Though a critics darling and considered an actor's actor by her colleagues, she collected only a half-dozen Broadway credits. She was nominated for a Tony Award for one of those (Half a Sixpence in 1965) and a Drama Desk nomination for another (the 1980 revival of The Man Who Came to Dinner). Her more common artistic base was the Williamstown Theatre Festival, where—appropriately given her upbringing—her first appearance was as Maggie in Cat on a Hot Tin Roof in 1958. She was 21 at the time.

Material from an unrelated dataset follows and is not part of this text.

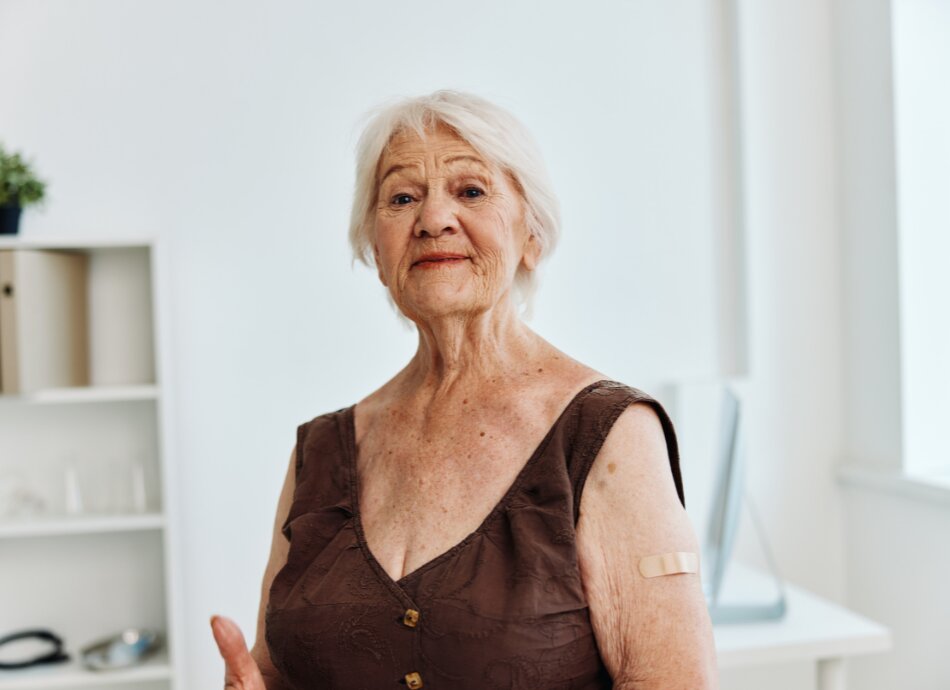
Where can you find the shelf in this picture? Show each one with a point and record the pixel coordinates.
(60, 526)
(85, 394)
(72, 674)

She went on to play other Southern-fried roles, such as Blanche Dubois in A Streetcar Named Desire and Zelda Fitzgerald in Clothes for a Summer Hotel (her final appearance at Williamstown, in 1989), as well as Hedda Gabler. Occasionally, Tennessee Williams visited the festival and discussed her roles with Ms. Nye. In all, she appeared in 24 WTF productions over 31 years, making her one of the most regular players in Williamstown history.
Austin Pendleton, another Williamstown regular during the festival's early decades, said that when Ms. Nye played Zelda in Clothes for a Summer Hotel , "that beautiful but bewildering play actually worked, I thought. She emerged one night from an exhausting rehearsal devoted to plumbing the secrets of the play. We went for a drink. I asked her how things were going. She said, 'We must contact Tennessee's physician, and find out exactly what combination of drugs he was on when he wrote this play, and then take them ourselves. Therein lies our only hope.'"
Ms. Nye was known for her wit, and eccentric Southern manners. Slim, sloe-eyed and blonde, she was often compared to Tallulah Bankhead. She had occasion to play the outrageous actress on television in "The Scarlett O'Hara War," and Kaufman and Hart based her character in The Man Who Came to Dinner on Bankhead.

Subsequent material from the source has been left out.